Liposomal drug containing formulations are designed to provide slow release of drug over an extended period of time, thus extending duration while diminishing high plasma levels. We conducted a cross-study analysis of the pharmacokinetic properties of DepoFoam Bupivacaine (DB; proposed proprietary name, EXPAREL™), an extended-release multivesicular liposomal formulation of bupivacaine in DepoFoam, given as a single injection.
Methods:
Pooled data from 446 individuals (age 18–85; 63% male) from eleven Phase 1–3 studies who received either DB or bupivacaine HCl were analyzed for pharmacokinetic parameters including Tmax, t1/2, and Cmax.
Routes of administration included wound infiltration, subcutaneous, epidural, and nerve block.
Surgical models included hemorrhoidectomy, herniorraphy, bunionectomy, and total knee arthroplasty.

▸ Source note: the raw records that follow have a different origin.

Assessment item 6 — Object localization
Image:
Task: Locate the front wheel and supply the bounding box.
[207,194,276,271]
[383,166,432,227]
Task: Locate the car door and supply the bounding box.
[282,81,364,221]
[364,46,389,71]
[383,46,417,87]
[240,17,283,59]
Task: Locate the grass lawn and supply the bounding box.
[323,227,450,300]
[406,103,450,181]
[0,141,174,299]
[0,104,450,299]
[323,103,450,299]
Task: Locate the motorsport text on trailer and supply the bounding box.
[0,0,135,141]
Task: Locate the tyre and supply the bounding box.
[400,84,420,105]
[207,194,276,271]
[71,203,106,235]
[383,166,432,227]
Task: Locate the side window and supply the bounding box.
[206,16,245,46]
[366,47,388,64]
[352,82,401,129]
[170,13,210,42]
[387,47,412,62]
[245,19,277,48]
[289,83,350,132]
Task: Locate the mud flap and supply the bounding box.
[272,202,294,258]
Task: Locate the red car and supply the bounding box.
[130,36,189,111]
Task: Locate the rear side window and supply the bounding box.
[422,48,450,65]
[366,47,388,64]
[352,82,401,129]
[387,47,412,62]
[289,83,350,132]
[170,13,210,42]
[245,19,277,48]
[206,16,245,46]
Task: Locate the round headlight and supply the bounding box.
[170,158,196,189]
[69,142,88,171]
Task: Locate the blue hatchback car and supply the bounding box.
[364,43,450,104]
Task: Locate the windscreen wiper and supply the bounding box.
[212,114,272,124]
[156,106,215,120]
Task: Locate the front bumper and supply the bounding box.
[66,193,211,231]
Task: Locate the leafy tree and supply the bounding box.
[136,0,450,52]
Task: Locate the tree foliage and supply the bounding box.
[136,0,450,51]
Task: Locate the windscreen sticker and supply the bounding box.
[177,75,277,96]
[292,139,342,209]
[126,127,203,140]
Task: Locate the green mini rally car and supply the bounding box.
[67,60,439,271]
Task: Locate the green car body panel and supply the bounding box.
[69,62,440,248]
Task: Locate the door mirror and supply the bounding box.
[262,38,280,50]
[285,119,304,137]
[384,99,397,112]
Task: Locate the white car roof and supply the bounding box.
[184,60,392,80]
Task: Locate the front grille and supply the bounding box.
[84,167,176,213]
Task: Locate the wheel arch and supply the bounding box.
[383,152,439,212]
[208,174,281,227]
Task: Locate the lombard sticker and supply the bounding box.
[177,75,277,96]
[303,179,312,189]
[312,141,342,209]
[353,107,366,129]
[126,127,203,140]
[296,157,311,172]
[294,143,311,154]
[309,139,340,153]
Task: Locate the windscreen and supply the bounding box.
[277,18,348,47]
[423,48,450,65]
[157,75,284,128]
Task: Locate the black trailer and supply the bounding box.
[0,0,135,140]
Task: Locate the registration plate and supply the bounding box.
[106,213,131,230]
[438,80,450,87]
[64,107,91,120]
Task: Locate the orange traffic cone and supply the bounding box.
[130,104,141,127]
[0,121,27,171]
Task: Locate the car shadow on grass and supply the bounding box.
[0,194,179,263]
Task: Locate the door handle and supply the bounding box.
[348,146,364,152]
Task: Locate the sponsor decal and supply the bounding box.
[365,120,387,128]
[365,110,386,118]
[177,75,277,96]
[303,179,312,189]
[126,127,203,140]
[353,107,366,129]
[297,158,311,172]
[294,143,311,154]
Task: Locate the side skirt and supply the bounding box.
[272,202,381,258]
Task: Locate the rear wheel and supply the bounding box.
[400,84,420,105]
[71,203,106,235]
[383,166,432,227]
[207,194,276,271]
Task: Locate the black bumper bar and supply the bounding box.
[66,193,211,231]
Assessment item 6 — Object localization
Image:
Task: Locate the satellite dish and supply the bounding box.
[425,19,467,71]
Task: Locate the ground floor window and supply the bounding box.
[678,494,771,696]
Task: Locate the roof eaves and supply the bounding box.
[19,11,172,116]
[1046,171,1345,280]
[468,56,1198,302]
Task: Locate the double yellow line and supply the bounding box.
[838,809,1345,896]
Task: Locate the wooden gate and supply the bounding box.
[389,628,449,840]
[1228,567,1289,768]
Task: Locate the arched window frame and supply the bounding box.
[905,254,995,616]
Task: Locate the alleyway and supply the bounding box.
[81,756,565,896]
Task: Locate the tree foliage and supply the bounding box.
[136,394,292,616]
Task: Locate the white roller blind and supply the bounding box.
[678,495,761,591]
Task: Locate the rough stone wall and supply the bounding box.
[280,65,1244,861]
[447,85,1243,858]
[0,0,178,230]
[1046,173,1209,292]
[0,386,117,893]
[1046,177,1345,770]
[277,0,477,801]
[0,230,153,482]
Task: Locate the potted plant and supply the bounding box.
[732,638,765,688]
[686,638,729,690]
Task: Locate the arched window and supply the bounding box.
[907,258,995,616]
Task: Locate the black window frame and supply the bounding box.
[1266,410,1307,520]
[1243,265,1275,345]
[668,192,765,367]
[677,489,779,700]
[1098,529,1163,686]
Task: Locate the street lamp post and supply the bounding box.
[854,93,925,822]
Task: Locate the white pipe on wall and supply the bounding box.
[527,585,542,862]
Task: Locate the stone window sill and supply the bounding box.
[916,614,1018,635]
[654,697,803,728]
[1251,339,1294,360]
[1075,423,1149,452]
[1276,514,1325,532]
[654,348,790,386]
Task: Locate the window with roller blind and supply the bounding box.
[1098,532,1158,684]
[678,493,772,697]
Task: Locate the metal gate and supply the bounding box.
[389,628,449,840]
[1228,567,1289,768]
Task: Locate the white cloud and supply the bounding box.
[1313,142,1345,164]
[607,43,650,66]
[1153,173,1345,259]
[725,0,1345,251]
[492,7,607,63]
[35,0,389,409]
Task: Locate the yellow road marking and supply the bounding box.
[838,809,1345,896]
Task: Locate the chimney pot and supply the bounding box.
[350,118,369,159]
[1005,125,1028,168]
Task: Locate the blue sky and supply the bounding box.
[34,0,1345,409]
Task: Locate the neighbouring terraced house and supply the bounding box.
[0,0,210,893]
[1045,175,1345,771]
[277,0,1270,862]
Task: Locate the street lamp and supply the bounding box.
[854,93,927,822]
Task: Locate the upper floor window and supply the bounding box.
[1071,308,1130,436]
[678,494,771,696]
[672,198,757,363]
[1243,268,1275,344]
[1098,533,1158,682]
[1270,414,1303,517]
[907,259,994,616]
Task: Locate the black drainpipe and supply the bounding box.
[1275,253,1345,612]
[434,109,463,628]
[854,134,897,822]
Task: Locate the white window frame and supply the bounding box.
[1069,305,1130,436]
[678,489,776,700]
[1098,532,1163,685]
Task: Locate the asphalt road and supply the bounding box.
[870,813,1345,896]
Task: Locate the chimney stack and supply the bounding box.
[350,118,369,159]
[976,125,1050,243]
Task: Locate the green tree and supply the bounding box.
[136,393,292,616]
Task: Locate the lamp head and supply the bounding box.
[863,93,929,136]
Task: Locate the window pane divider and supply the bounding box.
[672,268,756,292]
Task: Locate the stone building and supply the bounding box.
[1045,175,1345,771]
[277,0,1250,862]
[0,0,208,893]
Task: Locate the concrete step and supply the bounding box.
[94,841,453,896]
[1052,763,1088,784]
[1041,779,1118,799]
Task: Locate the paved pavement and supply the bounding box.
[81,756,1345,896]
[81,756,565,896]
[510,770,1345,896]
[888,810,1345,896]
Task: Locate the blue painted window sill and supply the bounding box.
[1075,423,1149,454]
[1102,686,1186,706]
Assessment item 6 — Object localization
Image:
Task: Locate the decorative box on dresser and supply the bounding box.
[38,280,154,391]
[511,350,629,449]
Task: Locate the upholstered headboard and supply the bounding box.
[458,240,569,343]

Doses ranged from 75–750 mg.
Results:
DB demonstrated bimodal peak concentrations at 0.25–2 hours (likely due to the small amount of extraliposomal bupivacaine present in the formulation) and at 12–24 hours after injection (resulting from the slow and prolonged release of bupivacaine from the DepoFoam). In contrast, bupivacaine HCl peaked once at 0.25–2 hours with a rapid decline toward zero. After wound infiltration, DB exhibited a t1/2 of 34.1 hours and a highest mean plasma Cmax of 935 ng/mL (2- to 4-fold below bupivacaine’s minimal toxicity thresholds), obtained after local administration of 600 mg DB.